1. **Data Input**: We prepared sample data with queries, answers, and expected values.
2. **Evaluation Execution**: We configured and ran multiple graders concurrently using GradingRunner.
3. **Result Organization**: Results were organized by sample, with each grader's output captured.

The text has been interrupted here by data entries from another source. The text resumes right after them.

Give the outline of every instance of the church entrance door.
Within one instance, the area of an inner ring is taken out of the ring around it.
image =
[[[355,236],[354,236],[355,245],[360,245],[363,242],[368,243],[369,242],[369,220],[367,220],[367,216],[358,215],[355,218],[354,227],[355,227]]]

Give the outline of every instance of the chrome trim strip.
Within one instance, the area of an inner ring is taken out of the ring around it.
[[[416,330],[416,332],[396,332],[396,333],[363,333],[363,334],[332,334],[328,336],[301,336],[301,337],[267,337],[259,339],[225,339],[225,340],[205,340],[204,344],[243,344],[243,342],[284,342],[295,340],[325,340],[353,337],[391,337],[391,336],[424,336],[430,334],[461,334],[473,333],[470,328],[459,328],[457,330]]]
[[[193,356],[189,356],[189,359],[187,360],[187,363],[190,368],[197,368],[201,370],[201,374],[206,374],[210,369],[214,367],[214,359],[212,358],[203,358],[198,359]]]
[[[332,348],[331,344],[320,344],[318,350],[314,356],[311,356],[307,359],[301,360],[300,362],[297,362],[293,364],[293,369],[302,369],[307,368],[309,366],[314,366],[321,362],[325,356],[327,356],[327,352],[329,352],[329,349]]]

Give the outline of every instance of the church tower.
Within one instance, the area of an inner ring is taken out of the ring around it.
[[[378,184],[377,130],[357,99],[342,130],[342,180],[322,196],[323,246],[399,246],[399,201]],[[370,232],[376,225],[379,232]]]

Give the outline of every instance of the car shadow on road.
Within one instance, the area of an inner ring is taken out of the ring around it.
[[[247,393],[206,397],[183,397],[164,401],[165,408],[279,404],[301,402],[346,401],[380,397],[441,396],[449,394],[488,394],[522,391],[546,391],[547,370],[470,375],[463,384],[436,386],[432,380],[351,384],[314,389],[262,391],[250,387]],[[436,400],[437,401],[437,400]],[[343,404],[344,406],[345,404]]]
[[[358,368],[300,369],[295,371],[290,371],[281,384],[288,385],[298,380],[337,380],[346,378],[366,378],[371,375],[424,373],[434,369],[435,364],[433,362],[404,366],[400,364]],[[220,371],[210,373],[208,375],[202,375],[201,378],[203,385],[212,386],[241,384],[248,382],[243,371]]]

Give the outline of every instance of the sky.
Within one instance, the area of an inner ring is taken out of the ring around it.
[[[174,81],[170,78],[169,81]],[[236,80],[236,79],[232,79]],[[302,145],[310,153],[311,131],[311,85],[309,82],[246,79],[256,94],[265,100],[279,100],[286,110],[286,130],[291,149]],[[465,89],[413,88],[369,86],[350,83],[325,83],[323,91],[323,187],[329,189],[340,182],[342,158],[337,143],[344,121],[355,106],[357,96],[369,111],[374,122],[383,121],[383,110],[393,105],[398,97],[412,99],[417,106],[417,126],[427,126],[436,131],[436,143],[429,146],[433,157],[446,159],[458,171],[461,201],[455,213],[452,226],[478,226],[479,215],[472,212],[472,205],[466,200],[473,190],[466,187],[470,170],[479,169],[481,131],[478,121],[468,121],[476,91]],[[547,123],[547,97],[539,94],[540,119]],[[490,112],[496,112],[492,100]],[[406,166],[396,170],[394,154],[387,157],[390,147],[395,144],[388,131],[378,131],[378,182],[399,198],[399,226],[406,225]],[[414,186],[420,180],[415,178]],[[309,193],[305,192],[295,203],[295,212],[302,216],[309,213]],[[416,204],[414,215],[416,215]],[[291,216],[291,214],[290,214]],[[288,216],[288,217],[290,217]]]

4. **Analysis**: We used analyzers to compute overall metrics and weighted averages.
5. **Custom LLMGrader**: We showed how to implement a fully custom LLM-based grader.

This modular approach allows for flexible evaluation pipelines where different graders can be combined and analyzed in various ways. The combination of rule-based graders (like AccuracyGrader) and LLM-based graders (like our custom HelpfulnessGrader) provides both precision and nuanced evaluation capabilities.